Library · article

Welcome to the WIP

Yuhki Yamashita
2022·Figma Blog

Source: https://www.figma.com/blog/welcome-to-the-wip/

Yamashita's post argues for a simple cultural shift: share work-in-progress earlier, more visibly, more comfortably.

Most product organisations accidentally reward polished artefacts — documents ready to present, designs ready to ship — and punish the messy middle where most of the thinking actually happens.

The post is a manifesto for the opposite practice, and a useful companion to Manrubia's "Radiating Programmer" from the same tradition.

For product direction it is a small but portable argument: every team you work with has a signal-to-noise ratio on visibility, and making WIP safer to share usually improves both the work and the coordination.

Short, illustrated, easy to pass around internally.

Central argument

Yamashita argues that most organisations have developed an implicit norm of sharing work only when it is polished, which structurally hides the messy, generative middle of the creative process where real thinking happens. His central thesis is that this norm is both culturally constructed and culturally reversible: teams can deliberately make work-in-progress more visible, more comfortable to share, and less subject to premature judgment. The piece is less a tactical guide and more a normative argument — that the default should be sharing early, and that the burden of justification should fall on those who wait.

Critique

The argument treats psychological safety around WIP primarily as a cultural choice, which risks underweighting the structural and incentive-based reasons teams resist early sharing — performance reviews tied to deliverables, cross-functional stakeholders who use incomplete work as evidence of incompetence, or organisational climates where visibility invites interference rather than collaboration. A CPO operating in a politically complex or risk-averse environment may find the manifesto aspirational but underspecified: it does not offer a theory of when WIP sharing backfires or how to calibrate visibility across different stakeholder audiences. The Figma context also means the advice is implicitly optimised for design artefacts, leaving open how the principle translates to strategy documents, roadmaps, or technical spikes.
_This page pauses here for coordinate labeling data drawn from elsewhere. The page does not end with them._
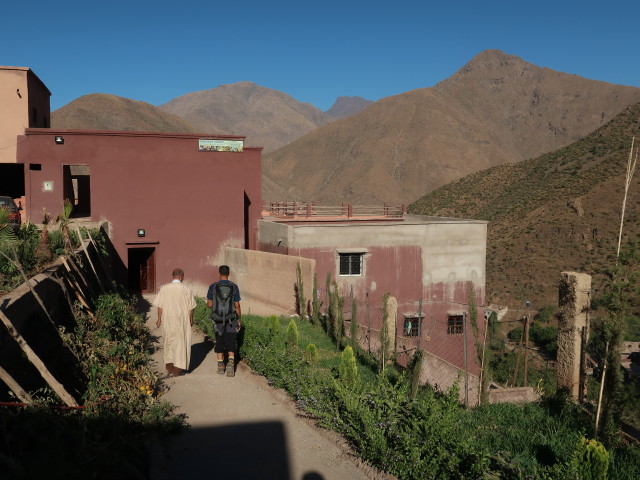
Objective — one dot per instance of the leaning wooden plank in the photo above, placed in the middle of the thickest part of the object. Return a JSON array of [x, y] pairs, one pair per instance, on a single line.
[[14, 386], [35, 360], [72, 276], [75, 287], [86, 253]]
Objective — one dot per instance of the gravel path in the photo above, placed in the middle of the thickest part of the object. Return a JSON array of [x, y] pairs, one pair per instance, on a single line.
[[241, 428]]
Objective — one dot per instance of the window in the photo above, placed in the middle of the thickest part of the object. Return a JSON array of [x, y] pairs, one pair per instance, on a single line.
[[351, 264], [411, 325], [455, 324]]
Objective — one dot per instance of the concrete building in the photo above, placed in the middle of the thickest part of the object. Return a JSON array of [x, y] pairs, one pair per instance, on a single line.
[[431, 265], [170, 200], [24, 103]]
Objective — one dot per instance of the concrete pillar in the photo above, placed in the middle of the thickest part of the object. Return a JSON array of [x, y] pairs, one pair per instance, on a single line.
[[574, 300]]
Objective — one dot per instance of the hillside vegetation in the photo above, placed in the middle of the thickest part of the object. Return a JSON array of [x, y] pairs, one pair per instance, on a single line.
[[558, 212], [496, 109], [100, 111]]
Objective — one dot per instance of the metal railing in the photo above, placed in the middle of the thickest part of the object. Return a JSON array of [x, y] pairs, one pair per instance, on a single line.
[[305, 210]]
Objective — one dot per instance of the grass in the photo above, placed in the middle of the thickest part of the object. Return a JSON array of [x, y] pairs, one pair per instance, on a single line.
[[431, 436]]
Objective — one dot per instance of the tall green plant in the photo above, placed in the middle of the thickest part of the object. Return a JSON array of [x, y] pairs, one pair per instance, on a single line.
[[415, 369], [274, 324], [315, 308], [292, 335], [353, 330], [63, 219], [302, 302], [591, 460], [348, 369], [312, 353], [385, 339]]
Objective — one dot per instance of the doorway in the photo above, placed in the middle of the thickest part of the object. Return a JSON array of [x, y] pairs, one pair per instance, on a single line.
[[142, 269]]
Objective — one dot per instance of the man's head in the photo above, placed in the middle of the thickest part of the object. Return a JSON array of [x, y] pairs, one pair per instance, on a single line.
[[224, 271], [178, 274]]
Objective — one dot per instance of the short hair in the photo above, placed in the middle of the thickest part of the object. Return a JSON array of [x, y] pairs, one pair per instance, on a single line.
[[177, 272]]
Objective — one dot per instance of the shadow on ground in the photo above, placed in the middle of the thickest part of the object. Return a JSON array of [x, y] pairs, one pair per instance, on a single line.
[[249, 451]]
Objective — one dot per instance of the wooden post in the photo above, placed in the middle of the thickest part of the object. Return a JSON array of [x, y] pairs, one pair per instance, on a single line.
[[604, 371], [464, 350], [526, 350], [40, 366], [515, 372], [419, 322], [86, 252], [14, 386], [484, 343]]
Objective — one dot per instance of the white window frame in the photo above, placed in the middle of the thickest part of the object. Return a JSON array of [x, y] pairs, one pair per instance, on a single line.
[[361, 252]]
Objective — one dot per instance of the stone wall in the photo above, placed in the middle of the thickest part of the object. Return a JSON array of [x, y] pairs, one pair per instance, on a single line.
[[574, 302]]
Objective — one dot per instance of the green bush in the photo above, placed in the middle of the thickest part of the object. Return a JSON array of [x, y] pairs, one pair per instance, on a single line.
[[591, 460], [348, 368], [312, 353], [292, 334]]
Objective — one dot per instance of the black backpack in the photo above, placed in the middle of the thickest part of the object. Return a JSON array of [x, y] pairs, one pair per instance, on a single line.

Why it matters for product

For a product leader, the practical leverage point is not in their own behaviour but in what they signal as acceptable across the teams they direct: if roadmap reviews, design critiques, or discovery readouts only feature finished thinking, WIP will stay hidden and coordination will happen too late to matter. The argument connects directly to discovery and delivery handoffs — the moments where misalignment is most expensive are precisely the moments that polished-artefact norms push visibility away from. Making WIP safer to share also compresses feedback loops, which is structurally valuable when directing multiple product areas simultaneously and needing early signals rather than late surprises.